Second Quarter 2016 and Recent Highlights include:

Presenting key efficacy and safety data from stage 1 of its phase 2 clinical study in metastatic pancreatic cancer patients treated with PEGPH20 at the 2016 American Society of Clinical Oncology (ASCO) (Free ASCO Whitepaper) Annual Conference. The results continued to show clinically meaningful efficacy for HA-high patients treated with PEGPH20 plus gemcitabine and ABRAXANE (nab-paclitaxel) versus gemcitabine and ABRAXANE alone, including median progression free survival of 9.2 months versus 6.0 months. Safety data presented from stage 2 of the study continued to show a reduction in the rate of thromboembolic events in both treatment arms as compared to stage 1.

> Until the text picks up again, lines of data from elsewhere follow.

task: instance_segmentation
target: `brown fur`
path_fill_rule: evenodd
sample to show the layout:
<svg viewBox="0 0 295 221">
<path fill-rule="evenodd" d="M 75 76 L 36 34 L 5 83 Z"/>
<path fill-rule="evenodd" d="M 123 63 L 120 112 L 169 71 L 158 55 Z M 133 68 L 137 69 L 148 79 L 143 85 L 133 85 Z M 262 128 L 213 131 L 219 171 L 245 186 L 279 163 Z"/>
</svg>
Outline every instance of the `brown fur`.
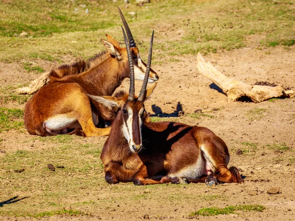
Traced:
<svg viewBox="0 0 295 221">
<path fill-rule="evenodd" d="M 81 74 L 98 64 L 106 59 L 107 56 L 107 52 L 104 51 L 95 55 L 94 57 L 89 58 L 86 61 L 80 59 L 71 64 L 60 65 L 50 71 L 50 82 L 52 83 L 64 76 Z"/>
<path fill-rule="evenodd" d="M 142 137 L 139 138 L 142 138 L 143 148 L 138 153 L 131 152 L 121 129 L 125 120 L 122 109 L 131 109 L 133 115 L 138 116 L 144 103 L 136 99 L 129 102 L 127 96 L 123 97 L 125 102 L 119 105 L 120 110 L 101 156 L 109 183 L 178 183 L 182 179 L 188 183 L 202 182 L 210 185 L 243 182 L 236 167 L 227 167 L 229 153 L 225 142 L 204 127 L 172 122 L 149 122 L 146 120 L 147 115 L 143 114 Z M 139 131 L 132 133 L 133 137 L 140 136 Z M 203 163 L 197 163 L 201 160 Z M 207 164 L 212 166 L 209 175 Z M 200 172 L 196 175 L 198 169 Z M 152 178 L 158 175 L 161 177 L 160 180 Z"/>
<path fill-rule="evenodd" d="M 102 53 L 87 62 L 80 60 L 53 70 L 50 83 L 42 87 L 26 105 L 25 125 L 28 132 L 42 136 L 56 135 L 47 129 L 46 122 L 62 116 L 62 120 L 65 118 L 76 119 L 75 124 L 65 127 L 65 134 L 82 130 L 82 134 L 87 137 L 108 136 L 110 128 L 97 128 L 91 112 L 95 113 L 104 125 L 104 121 L 112 121 L 117 110 L 94 102 L 87 95 L 111 96 L 123 80 L 129 77 L 126 49 L 117 50 L 119 59 L 111 53 Z M 132 51 L 139 56 L 137 48 Z M 150 76 L 158 78 L 153 71 Z"/>
</svg>

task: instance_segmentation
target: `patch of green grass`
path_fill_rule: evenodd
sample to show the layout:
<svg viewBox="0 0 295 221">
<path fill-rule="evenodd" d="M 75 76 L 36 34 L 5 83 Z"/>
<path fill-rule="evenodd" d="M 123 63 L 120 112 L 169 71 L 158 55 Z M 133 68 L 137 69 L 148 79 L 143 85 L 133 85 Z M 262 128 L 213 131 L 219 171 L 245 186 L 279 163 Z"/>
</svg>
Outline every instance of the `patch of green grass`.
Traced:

The company expects to report mature response rate and progression free survival data from stage 2 of the study in the fourth quarter.
Progressing with site initiations in the HALO-301 | Pancreatic study towards the goal of approximately 90 percent of centers ready to screen patients by the end of 2016.

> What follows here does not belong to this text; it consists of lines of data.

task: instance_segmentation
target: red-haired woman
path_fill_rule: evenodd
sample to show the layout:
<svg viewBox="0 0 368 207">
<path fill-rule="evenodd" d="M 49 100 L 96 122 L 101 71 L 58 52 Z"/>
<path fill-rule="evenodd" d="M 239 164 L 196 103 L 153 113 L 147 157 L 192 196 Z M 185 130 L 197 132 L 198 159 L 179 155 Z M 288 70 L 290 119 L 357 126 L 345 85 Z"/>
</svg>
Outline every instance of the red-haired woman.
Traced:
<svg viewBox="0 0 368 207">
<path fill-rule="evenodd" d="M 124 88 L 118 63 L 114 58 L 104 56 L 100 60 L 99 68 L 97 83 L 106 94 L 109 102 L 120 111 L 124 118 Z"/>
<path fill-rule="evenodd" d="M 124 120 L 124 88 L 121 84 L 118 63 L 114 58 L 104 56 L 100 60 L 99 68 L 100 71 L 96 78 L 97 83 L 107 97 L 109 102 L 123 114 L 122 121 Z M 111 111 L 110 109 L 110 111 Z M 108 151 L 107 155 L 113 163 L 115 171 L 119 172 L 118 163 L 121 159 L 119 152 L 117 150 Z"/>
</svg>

After assessing recruitment and the enrollment of increasingly later line patients, Halozyme has decided to discontinue the PRIMAL study of PEGPH20 with docetaxel in non-small cell lung cancer patients and focus on immuno-oncology therapy in its ongoing phase 1b study of PEGPH20 in combination with KEYTRUDA.
Resuming patient enrollment and dosing in its ongoing phase 1b clinical study evaluating PEGPH20 in combination with KEYTRUDA (pembrolizumab) in relapsed lung and gastric cancer patients under a revised clinical protocol. The revised protocol has been submitted to all institutional review boards (IRB) and is pending feedback from the FDA. The majority of IRBs have approved the amended protocol allowing the study to resume. The company continues to project that the study will move into the dose expansion phase by the end of 2016, pending feedback from the FDA.

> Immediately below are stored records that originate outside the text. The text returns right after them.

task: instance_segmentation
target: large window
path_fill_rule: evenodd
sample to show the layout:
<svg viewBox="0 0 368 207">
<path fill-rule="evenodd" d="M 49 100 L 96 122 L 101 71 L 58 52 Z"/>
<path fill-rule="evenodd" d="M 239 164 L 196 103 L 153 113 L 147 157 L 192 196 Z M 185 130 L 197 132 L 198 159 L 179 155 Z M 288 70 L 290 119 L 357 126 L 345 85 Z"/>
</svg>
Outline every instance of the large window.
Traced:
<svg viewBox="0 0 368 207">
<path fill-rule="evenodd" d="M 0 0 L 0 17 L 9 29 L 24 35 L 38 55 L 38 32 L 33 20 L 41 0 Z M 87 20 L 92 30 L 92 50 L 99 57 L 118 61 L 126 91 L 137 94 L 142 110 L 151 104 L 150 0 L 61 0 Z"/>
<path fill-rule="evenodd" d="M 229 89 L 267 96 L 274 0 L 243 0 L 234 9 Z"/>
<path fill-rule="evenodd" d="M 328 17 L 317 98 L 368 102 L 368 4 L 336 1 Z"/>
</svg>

Dosing of first patient in its phase 1b/2 clinical collaboration with Eisai evaluating eribulin in combination with PEGPH20 in women with advanced or metastatic, HER2-negative, HA-high breast cancer.
Shire launching the pediatric indication of HYQVIA in eight European countries to treat primary and certain secondary immunodeficiencies, following a marketing authorization granted by the European Commission in May. HYQVIA is co-administered with Halozyme’s ENHANZE technology.
Pfizer completing a phase 1 study of rivipansel with rHuPH20, demonstrating the feasibility of large volume subcutaneous administration in combination with Halozyme’s ENHANZE technology.
Roche receiving approval by the European Medicines Agency for an indication of Mabthera SC to treat patients with chronic lymphocytic leukemia.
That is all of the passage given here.